So, this gives us a clue. What's happening in the breast tissue in females before they're born? Do they have a greater number of estrogen receptors, which could increase a woman's risk of breast cancer when she is exposed to chemicals that mimic estrogen? This is a field of research that is wide open and needs to be addressed. Pharmaceutical companies are making money treating problems, but you can't make money selling prevention. The research emphasis has been in the wrong place.
SARAH: The long time between exposure and evidence of illness or defect also makes it particularly difficult to link cause and effect.
THEO: We'll never have a true cause-and-effect link. This is what industry's calling for, but we never will have it. We're never going to feed substances to pregnant women and watch to see what happens to their children. Basically, we're doing that kind of experiment on a giant scale right now with everyone, but we have no control group.
SARAH: I understand another one of the challenges is that the amount of exposure can be very small and still have an effect.
THEO: Extremely small. All it took was a tenth of a trillionth of a gram of free estradiol increase to cause male mice to develop the heavier prostates. Dr. Fred vom Saal and his team at the University of Missouri found that that is the range of free hormone exposure in which the human embryo develops as well. Remember, the developing embryo takes its signal from hormones.
So now we know that the way we've been testing chemicals has been all wrong. High-dose testing that checks for gross and obvious birth defects and for cancer and mutations just hasn't worked for chemicals of this nature.
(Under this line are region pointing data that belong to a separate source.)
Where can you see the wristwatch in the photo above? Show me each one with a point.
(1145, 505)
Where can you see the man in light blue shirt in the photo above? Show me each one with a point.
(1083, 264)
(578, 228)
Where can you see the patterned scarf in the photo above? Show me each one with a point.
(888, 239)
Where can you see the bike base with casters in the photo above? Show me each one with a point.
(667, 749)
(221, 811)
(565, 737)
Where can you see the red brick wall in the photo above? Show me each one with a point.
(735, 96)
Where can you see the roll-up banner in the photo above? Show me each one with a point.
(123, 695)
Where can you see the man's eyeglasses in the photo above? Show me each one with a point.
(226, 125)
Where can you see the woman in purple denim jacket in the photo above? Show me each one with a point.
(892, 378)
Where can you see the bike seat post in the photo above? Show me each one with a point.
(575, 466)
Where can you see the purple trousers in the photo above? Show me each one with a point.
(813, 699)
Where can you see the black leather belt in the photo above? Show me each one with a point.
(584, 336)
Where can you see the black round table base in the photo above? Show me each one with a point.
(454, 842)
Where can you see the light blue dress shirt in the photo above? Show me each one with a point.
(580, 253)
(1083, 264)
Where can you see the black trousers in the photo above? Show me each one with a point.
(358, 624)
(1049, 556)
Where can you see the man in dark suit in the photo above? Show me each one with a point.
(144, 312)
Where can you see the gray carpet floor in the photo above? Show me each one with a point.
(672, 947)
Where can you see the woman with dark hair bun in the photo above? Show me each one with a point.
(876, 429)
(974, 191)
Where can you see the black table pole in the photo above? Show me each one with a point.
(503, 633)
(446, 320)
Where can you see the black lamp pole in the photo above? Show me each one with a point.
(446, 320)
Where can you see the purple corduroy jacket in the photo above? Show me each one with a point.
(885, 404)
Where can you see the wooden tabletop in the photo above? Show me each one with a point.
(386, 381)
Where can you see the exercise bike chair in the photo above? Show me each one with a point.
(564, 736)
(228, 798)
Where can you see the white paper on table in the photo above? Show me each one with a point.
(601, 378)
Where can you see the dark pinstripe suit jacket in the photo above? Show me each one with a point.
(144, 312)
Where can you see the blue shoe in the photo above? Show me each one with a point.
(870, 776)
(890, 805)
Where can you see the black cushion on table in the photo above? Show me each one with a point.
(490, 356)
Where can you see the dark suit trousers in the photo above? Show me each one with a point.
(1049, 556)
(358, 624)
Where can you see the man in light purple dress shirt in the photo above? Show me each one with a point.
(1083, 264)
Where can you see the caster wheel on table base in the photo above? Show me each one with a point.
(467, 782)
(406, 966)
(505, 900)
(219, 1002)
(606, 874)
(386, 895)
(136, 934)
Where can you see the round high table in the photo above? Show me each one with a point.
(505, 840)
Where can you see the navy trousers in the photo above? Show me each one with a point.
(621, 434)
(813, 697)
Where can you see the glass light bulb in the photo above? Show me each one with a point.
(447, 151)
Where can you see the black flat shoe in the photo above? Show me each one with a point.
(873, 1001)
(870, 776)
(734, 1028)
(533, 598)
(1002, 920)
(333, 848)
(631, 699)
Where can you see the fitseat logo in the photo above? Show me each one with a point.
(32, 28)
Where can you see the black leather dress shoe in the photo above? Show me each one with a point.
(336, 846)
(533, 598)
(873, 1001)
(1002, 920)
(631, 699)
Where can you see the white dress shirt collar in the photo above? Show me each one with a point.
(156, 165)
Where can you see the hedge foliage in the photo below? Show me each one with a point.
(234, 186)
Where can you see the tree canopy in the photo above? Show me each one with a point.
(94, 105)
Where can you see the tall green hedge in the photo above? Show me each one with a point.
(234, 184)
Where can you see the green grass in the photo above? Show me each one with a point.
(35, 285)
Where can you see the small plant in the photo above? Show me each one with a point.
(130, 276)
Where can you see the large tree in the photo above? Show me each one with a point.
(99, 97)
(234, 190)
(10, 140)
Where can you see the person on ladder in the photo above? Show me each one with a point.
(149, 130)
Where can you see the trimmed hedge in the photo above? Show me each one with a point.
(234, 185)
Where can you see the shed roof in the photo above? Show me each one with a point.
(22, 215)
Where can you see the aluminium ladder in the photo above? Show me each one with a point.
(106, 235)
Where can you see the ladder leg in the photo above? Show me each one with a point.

SARAH: We've talked about very low doses and the problem with making a clear case for a cause-and-effect link. There is also the question of synergistic effects, in which a combination of chemicals can have an impact many times greater than the sum of the parts.
THEO: There are about 82,000 industrial chemicals in use. Pesticides have about 875 active ingredients along with 1,800 inert ingredients, some of which are not really inert. There are about 21,000 formulations of pesticides that include various combinations of chemicals.
There are so many different chemicals out there that we know nothing about, especially when you start getting into the plastics, the plastic polymers, and additives to plastics. The biggest part of our manufacturing system in this country today uses plastics, which are used in construction materials, telephones, airplanes, packaging, etc.
Packaging is a tremendous problem, because we now know that some of these chemicals are leaching out of packaging into food.
So industry is concerned.
SARAH: And wondering if they'll get sued if these effects can be traced back to their products?
THEO: You're right. I didn't want to say that, but that's what industrialists are thinking.
We didn't know before five or six years ago that plastics were a problem. There are a lot of companies that are really concerned, particularly those producing products from materials they thought were safe. They're the ones who are going to be held liable, because they produce the products that you put in your home.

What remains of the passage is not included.